Saturday, April 15, 2006

Forlorn with grit

That word just resonates through my entire being. The quagmire's deep. It has this uncanny vicious quicksand effect. The more I try to struggle, the faster I drown. It's that point in time when it's so easy to forget who you truly are, what're your struggles for, why you keep on fighting in the first place. Pressure breaks the brittle. I'm not sure whether I'd be crushed and spewed out.

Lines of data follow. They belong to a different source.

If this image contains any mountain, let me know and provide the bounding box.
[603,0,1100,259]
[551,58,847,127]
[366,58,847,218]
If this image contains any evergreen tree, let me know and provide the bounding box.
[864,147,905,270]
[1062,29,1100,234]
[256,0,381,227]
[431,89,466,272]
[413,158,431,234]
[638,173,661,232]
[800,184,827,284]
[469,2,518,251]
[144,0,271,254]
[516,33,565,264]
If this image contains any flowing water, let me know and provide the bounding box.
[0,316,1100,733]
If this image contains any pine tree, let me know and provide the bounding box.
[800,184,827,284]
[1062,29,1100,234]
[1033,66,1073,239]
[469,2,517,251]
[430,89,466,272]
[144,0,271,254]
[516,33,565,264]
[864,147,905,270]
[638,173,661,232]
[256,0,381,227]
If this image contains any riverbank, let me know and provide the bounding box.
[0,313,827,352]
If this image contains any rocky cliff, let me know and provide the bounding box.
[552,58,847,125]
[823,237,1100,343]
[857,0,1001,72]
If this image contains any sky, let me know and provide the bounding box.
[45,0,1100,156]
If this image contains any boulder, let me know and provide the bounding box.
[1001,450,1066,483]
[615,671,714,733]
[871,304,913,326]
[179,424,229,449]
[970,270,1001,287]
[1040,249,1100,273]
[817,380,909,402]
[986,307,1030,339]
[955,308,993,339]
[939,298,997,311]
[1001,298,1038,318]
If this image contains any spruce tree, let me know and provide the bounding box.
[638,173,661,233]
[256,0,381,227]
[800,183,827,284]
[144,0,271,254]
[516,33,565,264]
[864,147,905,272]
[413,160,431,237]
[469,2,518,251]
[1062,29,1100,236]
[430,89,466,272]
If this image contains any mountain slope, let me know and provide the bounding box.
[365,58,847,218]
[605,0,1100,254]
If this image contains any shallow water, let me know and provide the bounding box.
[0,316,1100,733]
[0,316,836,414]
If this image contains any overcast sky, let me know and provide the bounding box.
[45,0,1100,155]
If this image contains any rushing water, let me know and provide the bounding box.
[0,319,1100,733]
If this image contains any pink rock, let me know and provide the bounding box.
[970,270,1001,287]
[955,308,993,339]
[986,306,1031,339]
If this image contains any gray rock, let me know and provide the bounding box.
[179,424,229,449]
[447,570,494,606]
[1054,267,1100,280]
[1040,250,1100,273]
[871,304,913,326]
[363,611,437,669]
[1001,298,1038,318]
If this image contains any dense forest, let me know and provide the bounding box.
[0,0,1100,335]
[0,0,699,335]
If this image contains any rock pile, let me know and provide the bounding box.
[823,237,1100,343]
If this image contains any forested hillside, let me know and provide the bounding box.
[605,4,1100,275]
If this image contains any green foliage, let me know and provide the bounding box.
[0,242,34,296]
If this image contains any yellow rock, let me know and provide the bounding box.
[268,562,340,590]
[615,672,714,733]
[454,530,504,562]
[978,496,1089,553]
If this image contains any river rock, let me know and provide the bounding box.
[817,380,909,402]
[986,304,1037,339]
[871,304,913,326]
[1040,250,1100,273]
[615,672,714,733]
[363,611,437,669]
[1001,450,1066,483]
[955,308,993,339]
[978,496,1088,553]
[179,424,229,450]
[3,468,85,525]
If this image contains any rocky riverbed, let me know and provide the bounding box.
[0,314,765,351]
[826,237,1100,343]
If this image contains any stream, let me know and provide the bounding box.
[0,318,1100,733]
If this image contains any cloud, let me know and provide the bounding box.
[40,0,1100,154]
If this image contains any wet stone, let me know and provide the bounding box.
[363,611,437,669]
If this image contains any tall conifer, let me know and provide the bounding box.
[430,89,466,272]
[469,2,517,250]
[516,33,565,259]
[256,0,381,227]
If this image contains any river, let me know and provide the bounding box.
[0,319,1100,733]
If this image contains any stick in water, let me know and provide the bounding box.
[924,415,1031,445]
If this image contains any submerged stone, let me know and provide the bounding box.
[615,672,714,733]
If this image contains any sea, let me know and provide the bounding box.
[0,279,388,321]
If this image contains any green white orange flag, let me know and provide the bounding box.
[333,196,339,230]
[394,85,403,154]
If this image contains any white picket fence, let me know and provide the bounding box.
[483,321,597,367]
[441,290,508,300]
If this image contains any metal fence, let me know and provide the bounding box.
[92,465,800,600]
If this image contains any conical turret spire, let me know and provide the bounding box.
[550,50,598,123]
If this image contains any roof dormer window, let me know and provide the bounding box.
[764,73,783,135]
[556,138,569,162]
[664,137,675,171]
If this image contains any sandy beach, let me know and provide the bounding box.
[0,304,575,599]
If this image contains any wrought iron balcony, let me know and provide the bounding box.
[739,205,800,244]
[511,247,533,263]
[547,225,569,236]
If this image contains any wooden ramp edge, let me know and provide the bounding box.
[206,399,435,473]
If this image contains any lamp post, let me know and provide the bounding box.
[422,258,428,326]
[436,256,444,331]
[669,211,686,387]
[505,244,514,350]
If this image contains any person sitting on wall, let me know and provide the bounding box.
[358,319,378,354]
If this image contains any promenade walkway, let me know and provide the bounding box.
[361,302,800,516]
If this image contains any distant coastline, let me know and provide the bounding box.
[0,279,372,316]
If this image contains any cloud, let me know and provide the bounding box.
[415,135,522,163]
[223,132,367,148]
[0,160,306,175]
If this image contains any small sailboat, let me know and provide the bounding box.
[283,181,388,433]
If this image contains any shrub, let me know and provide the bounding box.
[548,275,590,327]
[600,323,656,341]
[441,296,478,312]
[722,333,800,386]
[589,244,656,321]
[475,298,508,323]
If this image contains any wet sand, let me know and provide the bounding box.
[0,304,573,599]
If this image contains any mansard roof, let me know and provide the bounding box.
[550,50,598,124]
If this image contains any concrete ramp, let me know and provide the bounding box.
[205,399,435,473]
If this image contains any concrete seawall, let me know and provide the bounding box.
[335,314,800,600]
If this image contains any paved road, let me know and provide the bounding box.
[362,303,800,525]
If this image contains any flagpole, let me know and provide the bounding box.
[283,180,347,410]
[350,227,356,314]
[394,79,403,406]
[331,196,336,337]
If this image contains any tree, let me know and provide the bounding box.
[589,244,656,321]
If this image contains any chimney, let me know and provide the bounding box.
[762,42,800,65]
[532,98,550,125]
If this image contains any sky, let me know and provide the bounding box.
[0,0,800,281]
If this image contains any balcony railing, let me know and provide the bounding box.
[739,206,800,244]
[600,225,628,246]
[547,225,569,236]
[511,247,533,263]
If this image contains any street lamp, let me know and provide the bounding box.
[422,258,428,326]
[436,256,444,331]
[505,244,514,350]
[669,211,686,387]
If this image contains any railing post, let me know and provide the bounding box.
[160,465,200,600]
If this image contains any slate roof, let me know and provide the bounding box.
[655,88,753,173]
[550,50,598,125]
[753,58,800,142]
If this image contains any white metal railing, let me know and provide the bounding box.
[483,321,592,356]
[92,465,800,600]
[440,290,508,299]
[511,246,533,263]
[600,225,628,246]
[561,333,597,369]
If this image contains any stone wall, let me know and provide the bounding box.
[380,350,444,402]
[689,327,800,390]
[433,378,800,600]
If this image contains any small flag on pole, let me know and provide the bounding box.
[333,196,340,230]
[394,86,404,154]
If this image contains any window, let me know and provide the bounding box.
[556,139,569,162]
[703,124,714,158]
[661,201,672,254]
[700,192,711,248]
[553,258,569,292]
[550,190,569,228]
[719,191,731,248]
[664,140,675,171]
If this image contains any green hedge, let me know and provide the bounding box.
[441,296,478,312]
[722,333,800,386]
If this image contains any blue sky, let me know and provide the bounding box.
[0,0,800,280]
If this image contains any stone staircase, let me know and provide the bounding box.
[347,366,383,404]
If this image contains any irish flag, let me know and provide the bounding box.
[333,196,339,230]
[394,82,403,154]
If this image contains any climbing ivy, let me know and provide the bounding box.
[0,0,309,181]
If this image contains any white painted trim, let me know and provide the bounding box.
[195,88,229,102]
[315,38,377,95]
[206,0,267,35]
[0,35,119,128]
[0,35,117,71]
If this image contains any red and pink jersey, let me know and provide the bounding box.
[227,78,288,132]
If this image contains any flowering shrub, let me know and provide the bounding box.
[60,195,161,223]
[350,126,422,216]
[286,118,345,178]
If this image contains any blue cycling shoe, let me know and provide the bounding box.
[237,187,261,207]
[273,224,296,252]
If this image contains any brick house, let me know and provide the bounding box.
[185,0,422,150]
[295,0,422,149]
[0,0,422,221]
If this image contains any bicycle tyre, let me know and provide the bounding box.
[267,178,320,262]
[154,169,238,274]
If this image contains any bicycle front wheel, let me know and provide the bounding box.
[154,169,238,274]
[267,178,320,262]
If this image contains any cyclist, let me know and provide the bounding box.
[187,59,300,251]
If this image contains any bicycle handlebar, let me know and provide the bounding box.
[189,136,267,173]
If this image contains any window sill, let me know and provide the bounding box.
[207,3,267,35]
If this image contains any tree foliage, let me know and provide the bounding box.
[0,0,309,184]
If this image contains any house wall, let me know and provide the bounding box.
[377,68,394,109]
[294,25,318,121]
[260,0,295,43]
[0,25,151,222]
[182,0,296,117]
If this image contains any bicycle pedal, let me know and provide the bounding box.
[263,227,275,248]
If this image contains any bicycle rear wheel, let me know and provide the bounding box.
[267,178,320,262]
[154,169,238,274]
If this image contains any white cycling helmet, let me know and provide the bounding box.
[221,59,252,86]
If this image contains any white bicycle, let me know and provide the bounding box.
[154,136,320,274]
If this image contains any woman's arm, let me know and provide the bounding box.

What I know, is that I will do what I have to do. All these while, I lived my life with some disregard for it. To have this latent fear suddenly creeping up to me is rather unnerving. I need faith most now. I need Him more than ever. I need everyone's assistance and prayers...

(ps: some of my earlier posts have been extracted out from public viewing)

3 Comments:

Blogger LadY HaCkwReNcH said...

hey u...so now ur in perth or sg? im confused..hehe din noe u had this blog. so many interesting things to read...hmmm

8:37 PM  
Anonymous Anonymous said...

Iyya-ka na'budu wa iyya-ka nasta'in

12:30 PM  
Blogger animz said...

i know how u feel. don't worry to much. allah is great he will guide you through thick and thin-insyallah.

remember you still have friends you can turn to okay. your are still the best and greatest person ever knwon. don't stress so much okay.

"Lean on me when you're not strong, i'll be your friend. I'll help you carry on. For it won't be long until i'm gonna need sombody to lean on"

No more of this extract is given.